SAWT BEIRUT INTERNATIONAL

| 6 December 2022, Tuesday |

Les formations diplomatiques ne sont pas encore prêtes

Dans un précédent enregistré pour la première fois dans le corps diplomatique, et dans une tentative de pression sur le gouvernement pour exiger l’application de la loi, des membres du corps et des chefs d’unités administratives de l’administration centrale du ministère des Affaires étrangères et des Émigrants ont arrêté la conduite des affaires hier et cela se poursuivra aujourd’hui également, en menaçant de prendre des mesures d’escalade si la confusion se poursuit dans ce dossier.

Des sources diplomatiques proches du dossier des formations confirment à « Sawt Beirut International » qu’aucun employé du secteur public n’a le droit de grève, car c’est contraire à la loi. Les sources ont indiqué que les formations diplomatiques n’ont pas encore mûri, surtout que le « chef du Courant patriotique libre », le représentant Gebran Bassil, a toujours une autorité sur ce ministère qu’il assumait auparavant.
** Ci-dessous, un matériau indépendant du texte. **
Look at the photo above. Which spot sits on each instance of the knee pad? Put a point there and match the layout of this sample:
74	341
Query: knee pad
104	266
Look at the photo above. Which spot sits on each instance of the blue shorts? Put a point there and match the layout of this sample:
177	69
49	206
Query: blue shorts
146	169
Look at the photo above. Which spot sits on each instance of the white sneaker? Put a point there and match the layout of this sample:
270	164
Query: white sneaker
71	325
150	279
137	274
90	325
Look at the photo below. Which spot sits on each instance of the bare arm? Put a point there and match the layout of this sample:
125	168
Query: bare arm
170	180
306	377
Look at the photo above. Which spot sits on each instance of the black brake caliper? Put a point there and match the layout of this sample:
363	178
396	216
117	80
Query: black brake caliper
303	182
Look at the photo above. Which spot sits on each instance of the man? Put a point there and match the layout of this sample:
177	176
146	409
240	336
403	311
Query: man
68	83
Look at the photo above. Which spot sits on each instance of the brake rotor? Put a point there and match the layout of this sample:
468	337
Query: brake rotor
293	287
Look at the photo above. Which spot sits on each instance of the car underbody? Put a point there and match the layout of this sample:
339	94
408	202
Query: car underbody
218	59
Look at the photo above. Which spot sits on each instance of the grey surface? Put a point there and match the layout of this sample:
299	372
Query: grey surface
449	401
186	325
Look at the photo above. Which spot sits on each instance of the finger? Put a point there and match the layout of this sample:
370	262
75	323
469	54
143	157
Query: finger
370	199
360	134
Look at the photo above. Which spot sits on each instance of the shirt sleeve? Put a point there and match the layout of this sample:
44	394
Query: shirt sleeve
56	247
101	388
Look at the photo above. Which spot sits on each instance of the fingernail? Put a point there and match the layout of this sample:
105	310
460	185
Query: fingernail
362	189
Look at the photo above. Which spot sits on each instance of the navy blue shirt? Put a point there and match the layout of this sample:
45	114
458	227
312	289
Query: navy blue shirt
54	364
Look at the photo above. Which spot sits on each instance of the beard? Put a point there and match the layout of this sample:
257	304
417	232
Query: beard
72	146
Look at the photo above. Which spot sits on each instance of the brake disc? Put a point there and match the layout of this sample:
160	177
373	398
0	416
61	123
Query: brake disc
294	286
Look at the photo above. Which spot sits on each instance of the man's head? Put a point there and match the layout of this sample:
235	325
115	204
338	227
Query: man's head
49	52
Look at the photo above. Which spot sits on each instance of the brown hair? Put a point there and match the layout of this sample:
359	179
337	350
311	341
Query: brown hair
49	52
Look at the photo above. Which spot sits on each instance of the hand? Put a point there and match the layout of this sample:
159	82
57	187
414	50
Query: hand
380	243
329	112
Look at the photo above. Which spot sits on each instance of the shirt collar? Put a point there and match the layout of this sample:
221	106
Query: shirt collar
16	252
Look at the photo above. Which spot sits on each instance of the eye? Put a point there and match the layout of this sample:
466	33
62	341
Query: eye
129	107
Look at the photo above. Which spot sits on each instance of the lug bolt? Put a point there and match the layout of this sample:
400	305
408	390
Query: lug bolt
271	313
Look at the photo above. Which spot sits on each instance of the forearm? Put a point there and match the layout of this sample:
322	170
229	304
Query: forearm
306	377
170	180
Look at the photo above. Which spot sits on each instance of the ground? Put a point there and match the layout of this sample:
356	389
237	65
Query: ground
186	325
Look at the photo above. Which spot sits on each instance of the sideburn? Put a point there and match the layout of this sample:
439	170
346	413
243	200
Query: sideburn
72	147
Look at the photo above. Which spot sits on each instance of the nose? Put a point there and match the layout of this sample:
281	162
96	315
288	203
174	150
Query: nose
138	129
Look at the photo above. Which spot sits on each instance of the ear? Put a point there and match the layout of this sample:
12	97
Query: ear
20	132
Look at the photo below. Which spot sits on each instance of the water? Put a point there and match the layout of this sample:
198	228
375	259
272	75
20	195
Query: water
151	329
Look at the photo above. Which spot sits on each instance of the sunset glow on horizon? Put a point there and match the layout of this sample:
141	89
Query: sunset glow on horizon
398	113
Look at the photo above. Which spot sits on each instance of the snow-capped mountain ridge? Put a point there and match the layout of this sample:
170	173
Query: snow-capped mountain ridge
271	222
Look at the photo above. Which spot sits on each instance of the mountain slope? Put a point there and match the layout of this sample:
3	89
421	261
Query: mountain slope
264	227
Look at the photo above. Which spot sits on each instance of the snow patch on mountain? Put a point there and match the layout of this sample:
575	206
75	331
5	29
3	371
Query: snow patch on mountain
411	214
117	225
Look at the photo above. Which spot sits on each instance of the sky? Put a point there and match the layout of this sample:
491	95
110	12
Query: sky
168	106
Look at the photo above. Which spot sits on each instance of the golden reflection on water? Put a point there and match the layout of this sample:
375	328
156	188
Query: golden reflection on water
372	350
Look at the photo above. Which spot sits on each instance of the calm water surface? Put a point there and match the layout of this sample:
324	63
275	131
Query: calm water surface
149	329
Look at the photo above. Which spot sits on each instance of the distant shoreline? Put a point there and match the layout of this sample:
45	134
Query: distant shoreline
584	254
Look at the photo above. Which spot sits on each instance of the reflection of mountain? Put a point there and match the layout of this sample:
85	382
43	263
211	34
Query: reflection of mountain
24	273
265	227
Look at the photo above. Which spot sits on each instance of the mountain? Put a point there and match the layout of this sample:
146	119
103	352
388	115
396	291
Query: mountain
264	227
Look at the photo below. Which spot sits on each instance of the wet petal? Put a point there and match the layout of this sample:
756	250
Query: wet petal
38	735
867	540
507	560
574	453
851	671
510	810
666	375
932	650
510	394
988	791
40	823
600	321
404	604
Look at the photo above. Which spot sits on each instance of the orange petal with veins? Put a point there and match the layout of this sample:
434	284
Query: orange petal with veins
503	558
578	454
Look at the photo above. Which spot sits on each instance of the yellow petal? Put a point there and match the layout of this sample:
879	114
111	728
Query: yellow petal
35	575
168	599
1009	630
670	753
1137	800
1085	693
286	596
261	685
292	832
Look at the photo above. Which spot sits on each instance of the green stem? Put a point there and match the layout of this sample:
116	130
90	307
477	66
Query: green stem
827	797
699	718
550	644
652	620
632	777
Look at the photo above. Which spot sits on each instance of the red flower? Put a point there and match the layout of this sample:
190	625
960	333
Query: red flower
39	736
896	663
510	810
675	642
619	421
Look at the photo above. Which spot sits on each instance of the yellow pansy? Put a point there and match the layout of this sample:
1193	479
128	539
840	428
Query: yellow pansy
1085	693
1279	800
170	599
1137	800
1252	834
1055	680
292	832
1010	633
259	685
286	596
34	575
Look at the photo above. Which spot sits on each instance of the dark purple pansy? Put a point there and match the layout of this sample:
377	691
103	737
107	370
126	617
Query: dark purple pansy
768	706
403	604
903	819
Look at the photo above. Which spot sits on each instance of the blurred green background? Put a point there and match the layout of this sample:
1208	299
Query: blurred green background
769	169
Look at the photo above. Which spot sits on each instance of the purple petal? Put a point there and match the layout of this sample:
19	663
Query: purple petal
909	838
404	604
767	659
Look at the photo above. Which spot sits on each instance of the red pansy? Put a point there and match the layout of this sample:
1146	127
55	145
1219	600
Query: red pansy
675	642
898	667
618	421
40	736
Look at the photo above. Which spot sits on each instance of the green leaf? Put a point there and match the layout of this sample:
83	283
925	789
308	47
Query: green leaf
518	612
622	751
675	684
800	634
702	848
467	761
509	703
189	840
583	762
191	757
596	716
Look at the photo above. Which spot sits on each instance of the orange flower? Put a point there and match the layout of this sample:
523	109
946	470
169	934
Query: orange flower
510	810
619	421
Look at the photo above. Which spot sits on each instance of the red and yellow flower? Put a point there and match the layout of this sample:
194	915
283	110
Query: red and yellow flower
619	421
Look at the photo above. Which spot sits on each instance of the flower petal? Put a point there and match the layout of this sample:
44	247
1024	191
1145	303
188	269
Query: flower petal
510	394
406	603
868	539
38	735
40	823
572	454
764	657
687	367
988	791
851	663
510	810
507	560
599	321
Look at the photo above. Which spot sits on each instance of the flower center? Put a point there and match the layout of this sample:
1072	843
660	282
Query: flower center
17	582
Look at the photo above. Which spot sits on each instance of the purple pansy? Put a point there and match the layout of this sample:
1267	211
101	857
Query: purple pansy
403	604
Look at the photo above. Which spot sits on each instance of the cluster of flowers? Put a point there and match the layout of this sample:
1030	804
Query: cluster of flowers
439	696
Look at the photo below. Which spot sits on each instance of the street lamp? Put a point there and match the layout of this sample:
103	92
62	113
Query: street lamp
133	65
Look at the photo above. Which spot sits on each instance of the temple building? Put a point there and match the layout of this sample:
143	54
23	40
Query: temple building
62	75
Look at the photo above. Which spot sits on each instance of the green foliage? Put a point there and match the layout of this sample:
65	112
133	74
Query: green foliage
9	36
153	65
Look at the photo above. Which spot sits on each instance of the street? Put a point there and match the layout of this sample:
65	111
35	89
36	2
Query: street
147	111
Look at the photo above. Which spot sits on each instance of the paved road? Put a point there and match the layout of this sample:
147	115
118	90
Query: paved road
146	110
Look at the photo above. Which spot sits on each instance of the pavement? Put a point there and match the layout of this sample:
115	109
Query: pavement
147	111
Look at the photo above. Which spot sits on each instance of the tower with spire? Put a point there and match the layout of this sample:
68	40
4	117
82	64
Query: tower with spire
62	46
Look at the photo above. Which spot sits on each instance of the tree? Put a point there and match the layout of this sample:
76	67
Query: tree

Les sources notent que même si le ministre des affaires étrangères est celui qui présente ces formations mais Bassil est celui qui les supervise car il avait l’habitude de prendre la part du lion dans ce ministère.

Les sources expliquent que la loi prévoit la possibilité pour tout ambassadeur de poursuivre son poste diplomatique à l’étranger pour une durée maximale de dix ans au maximum, de sorte que son mandat est renouvelé annuellement. Mais actuellement, il y a des ambassadeurs dont la période de travail a dépassé cette période et atteint treize ans, et donc ils ont dépassé la période prévue par la loi. Cela s’applique également à la deuxième catégorie, qui sont des conseillers qui détiennent le titre d’ambassadeur, où la loi dit qu’il n’est pas permis de continuer dans leurs fonctions pendant plus de sept ans, donc selon les sources, tous les diplomates qui ont passé le période stipulée par la loi doivent être renvoyer à l’administration centrale pour travailler pendant une période minimum de deux ans.

Les sources considèrent que les violations commises en ne mettant pas en œuvre ce qui est stipulé dans la loi ne relèvent pas de la responsabilité des diplomates, mais les ministres des affaires étrangères qui se sont succédé au ministère, notamment depuis que le ministre Gebran Bassil a pris ses fonctions.

Les sources déplorent les pratiques de ce ministère souverain par excellence, qui, même pendant les années difficiles de la guerre et les divisions politiques, est resté un ministère prestigieux engagé à maintenir l’application de la loi.

Les sources révèlent que le projet des formations diplomatiques, qui note que l’ambassadeur du Liban auprès de l’ONU est maronite au lieu d’être un sunnite, a obtenu l’approbation du Premier ministre Najib Mikati qui a stipulé que l’ambassadeur du Liban à Washington soit un sunnite.

Quant à savoir si le nom de Hadi Hashem, ancien directeur de cabinet du ministre Bassil, a été décidé pour devenir ambassadeur auprès des Nations unies, les sources confirment que, par cette décision, plus d’une vingtaine de noms maronites ont été passés.

Les sources considèrent que tout diplomate ayant servi dans l’administration centrale pendant au moins deux ans a le droit d’exiger son transfert aux ambassades et missions du Liban à l’étranger pour des raisons morales, juridiques et financières, d’autant plus que ceux qui travaillent dans l’administration centrale reçoivent leur salaire en monnaie libanaise, tandis que les diplomates à l’étranger reçoivent des devises étrangères.

En conclusion, toute nomination ou transfert dans toute administration publique au Liban reste prisonnier des conflits politiques, des quotas et du favoritisme. Les piliers de l’Etat sont tenus avant tout d’appliquer la loi, de rendre justice aux salariés et de leur rendre leurs droits.